I take a breath. I've never had to fight for you. So I could afford to be uniquely on your side.

He says nothing. I wait.

You used to have great confidence in expressiveness, Howard. Now you seem to have renounced it.

“Well!” he says, ignoring what I've just said, responding to the other comment, “This is a big change.”

I don't think so, I say.

“Oh,” he says in a voice I don't recognize, “I do. I think you're a very different person from the woman I married.”

In a few minutes I watch the taillights of his car disappearing back down our drive.

 

I tracked down the person who had repeated the lawyer's office conversation to Howard. It wasn't difficult. A Wilshire Boulevard colleague of the lawyer's who, for reasons I could guess at, was trading in destruction. We'd met once. I called him.

“Why shouldn't Howard know what his son says,” he replied blithely. “He's the boy's father.”

What the hell are you trying to do, I said, my voice iced.

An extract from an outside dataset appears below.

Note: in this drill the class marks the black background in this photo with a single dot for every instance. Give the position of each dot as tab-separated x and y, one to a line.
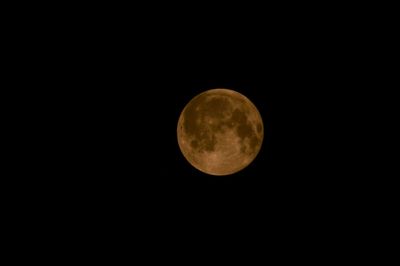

He hesitated. His job depended on industry contacts. Then he didn't hesitate. “Anne,” he said, unimpressed. “You're losing your touch.”

 

“I'm afraid for him,” Howard yells. “What do you want for him? Aren't you afraid?” He mutters why am I so goddamned obtuse, can I not see the dangers?

And why my obsession with
talking about it
?

And then he hangs up the phone.

It isn't
Sam
who is in danger, Howard. It is you and I. This danger you perceive is not your son with a man. It is you with me. That is what you fear, and you don't realize it. (But the phone line is dead.)

Because Howard will not allow me to speak to him, I give him my answer via the directors, and then I ask him a question.

Now, we'll start this evening with Edward Lear, the nonsense poet. The first photocopied pages? On top? Yes, the screenwriters read him a few months ago. Anthony Lane described it this way, I say to them. (I find my place in Anthony's article.) “Lear was odd, eccentric. A man who seemed to love no one. His verse impenetrable as Yorkshire taffy, and why?” (I am conscious of speaking a bit fast.) “Because he felt, one of his female biographers has politely suggested, a sexual longing for a man named Franklin Lushington, with whom he toured Greece in 1849.” (The directors' eyes move quickly to me, then back down to the page.)